In Nigeria, when inflation comes for your savings or investment, it takes no prisoners.
The country’s headline inflation, which hit an 18-year high of 25.8 percent in August, wipes out just about all the return on investment in short-term government bonds and even leaves investors with a negative real return. Long-term expectations for inflation means even the longer-dated bonds are also not exciting.
Several countries are unable to give real returns on investment after a global surge in inflation, which peaked last year, but the sheer gap between inflation and interest rates in Nigeria makes it a unique case, at least in Africa.
Yields of 13 percent on one-year Nigeria Treasury Bills against an inflation rate of 25.8 percent in August leaves an investor with a negative real return of 12.8 percent on the one-year bill.
That’s the worst return on paper of any one-year Treasury Bill across Africa, according to official data compiled by BusinessDay.
Nigeria’s negative real return on the one-year T-Bill is worse than Egypt’s -11.9 percent and Ghana’s -10 percent, according to government treasury data.
South Africa has a positive real return of 3.77 percent, which is the difference between a yield of 8.57 percent on one-year T-Bills and the country’s August inflation rate of 4.8 percent.
The picture may look bad for investors but it’s no better for savers. The deposit rate in Nigeria, which hit an all-time high of 5.18 percent as of June 2023, leaves a gap of around 20 percent when compared with inflation, also the widest gap in Africa.
Such a wide gap is a recipe for low savings in any country as people tend to save less when interest rates are low.
In Nigeria’s case, interest rates are artificially low and that’s pushing Nigerians to dollar-based investments, piling pressure on a fragile naira that has now crossed the 1,000/$ mark, four years earlier than the Economist Intelligence Unit called it.
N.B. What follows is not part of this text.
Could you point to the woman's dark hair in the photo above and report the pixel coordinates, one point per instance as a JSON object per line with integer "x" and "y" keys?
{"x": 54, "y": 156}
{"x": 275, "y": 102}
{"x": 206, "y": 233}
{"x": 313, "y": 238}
One dollar sold for N1,080 on the streets Thursday as the rush for the greenbacks intensifies.
“It’s as if no one wants anything to do with the naira,” Ayodeji Babatope, an engineer who says he now saves in dollars, told BusinessDay. “Even the banks are making a killing betting against the currency.”
Indeed, Nigerian banks booked record profits in foreign currency revaluation gains following the devaluation of the naira last June.
The FX revaluation gains were the single largest source of profit for the banks in the first six months of 2023. For instance, Access Bank, the country’s largest bank by assets, made N340 billion in revaluation gains in H1 2023. That exceeded the bank’s net interest income of N232 billion for the same period.
“When the yields on T-Bills were very high, the banks flocked to T-Bills, but with the high-yielding T-Bill era gone, the dollar is the new centre of attraction,” a banker who did not want to be quoted said.
T-Bill yields went as high as 18 percent in 2017 but the government soon cut back on the practice as it led to a rapid surge in the government’s debt service costs.
Concerns over the impact of high interest rates on a government that spent over 90 percent of its revenues repaying creditors last year continues to weigh heavily on the government’s reluctance to allow market-reflective interest rates.
The Central Bank of Nigeria (CBN) has raised the monetary policy rate (MPR) over the last one year to a record 18.5 percent to combat inflation but has failed to get it within its preferred target of 6-9 percent or anywhere close for that matter.
The link between the MPR and general interest rate levels in the country has been long broken by the authorities and that has created a situation where the MPR is not the reference or base rate it should be with interest rate on the one-year T-Bill for instance lower than MPR.
“T-Bill yields may have to rise to re-establish the policy rate as the anchor for interest rates before foreign portfolio investors can be confident to re-engage with Nigeria,” Ayo Salami, chief investment officer of London-based Emerging Markets Investment Management Limited, which controls around $40 million in investment in Nigeria’s bonds and stocks.
“A genuine willing buyer, willing seller foreign currency market,” is also key in luring investments back and reducing the pressure on the naira, according to Salami.
While some investors say short-term interest rates need to go up to curb the rising demand for dollars, the country’s problem may be a lot deeper than merely raising rates.
“It’s a place to start no doubt, but if foreign investors can’t take money out when they want it doesn’t matter what the interest rates are,” one foreign investor told BusinessDay.
Nigeria has a gaping FX demand backlog that has kept several investors on the sidelines.
The jury is out on what the new CBN governor, Olayemi Cardoso, will do about the artificially-low interest rates and how to lure investments back into the country.